Sozialkaufhaus Flotte Schnitte und moderne Frisuren

Saarlouis · „Barber Angels“ verpassen Bedürftigen im Saarlouiser Sozialkaufhaus kostenlos neue Haarschnitte.

 Tina Flohr aus Schwäbisch-Gmünd (links), Björn Hary (rechts) und weitere „Barber Angels“ im Einsatz.

Tina Flohr aus Schwäbisch-Gmünd (links), Björn Hary (rechts) und weitere „Barber Angels“ im Einsatz.

Foto: Johannes A. Bodwing

„Zum letzten Mal beim Friseur war ich 2012“, sagte eine junge Frau gegen Sonntagmittag im Saarlouiser Sozialkaufhaus. Dort kümmerten sich von 11 bis gegen 15 Uhr routinierte Friseure um etwa 100 Bedürftige. Die Schirmherrschaft hatte Ministerpräsident Tobias Hans übernommen.

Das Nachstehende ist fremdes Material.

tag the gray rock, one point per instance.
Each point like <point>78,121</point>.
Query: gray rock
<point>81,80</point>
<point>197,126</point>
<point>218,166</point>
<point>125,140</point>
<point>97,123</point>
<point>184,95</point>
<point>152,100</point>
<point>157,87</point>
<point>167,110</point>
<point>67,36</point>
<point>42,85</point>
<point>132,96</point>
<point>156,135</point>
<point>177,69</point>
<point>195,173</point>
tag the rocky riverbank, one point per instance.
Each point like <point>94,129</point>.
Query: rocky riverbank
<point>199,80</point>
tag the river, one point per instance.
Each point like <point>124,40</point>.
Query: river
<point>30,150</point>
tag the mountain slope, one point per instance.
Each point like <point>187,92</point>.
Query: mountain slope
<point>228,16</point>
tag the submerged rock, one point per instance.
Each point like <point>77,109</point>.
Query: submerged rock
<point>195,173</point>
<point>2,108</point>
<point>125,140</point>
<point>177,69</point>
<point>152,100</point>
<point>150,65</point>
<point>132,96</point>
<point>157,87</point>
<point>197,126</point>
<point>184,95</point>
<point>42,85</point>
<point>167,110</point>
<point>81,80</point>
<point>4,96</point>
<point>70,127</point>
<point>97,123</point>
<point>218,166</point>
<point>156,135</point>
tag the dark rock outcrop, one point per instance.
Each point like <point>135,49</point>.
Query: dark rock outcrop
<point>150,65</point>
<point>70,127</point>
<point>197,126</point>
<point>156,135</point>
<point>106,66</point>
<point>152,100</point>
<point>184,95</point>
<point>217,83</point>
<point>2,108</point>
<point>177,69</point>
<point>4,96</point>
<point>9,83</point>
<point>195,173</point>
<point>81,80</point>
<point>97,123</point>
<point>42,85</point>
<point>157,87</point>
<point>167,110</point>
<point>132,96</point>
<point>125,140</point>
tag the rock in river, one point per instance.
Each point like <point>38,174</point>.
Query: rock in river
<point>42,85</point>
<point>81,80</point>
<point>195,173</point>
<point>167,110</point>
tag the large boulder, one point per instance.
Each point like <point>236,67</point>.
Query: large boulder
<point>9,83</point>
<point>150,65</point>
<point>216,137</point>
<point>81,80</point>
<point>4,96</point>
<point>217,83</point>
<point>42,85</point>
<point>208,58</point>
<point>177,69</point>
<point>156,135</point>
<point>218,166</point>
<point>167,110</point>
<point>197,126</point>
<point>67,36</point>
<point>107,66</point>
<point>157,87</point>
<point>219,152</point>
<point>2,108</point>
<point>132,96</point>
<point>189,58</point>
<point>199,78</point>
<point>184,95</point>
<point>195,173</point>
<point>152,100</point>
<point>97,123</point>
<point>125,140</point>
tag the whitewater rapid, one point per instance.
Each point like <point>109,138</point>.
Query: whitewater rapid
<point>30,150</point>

Bei ihrem ersten Termin in Saarlouis machten die so genannten „Barber Angels“ aus gerade noch akzeptablen Haaren, flotte Schnitte und moderne Frisuren. Viele, die das kostenlose Angebot nutzten, legen sonst selbst Hand an oder bitten andere darum. „Ich habe etwas mehr als einen Euro im Monat für den Friseur“, sagte die junge Frau. „Da muss ich Monate sparen, und dann sind erst mal die Kinder dran.“ Die Aktion der „Barber Angels“ komme gerade recht, denn sie „habe morgen ein Vorstellungsgespräch“.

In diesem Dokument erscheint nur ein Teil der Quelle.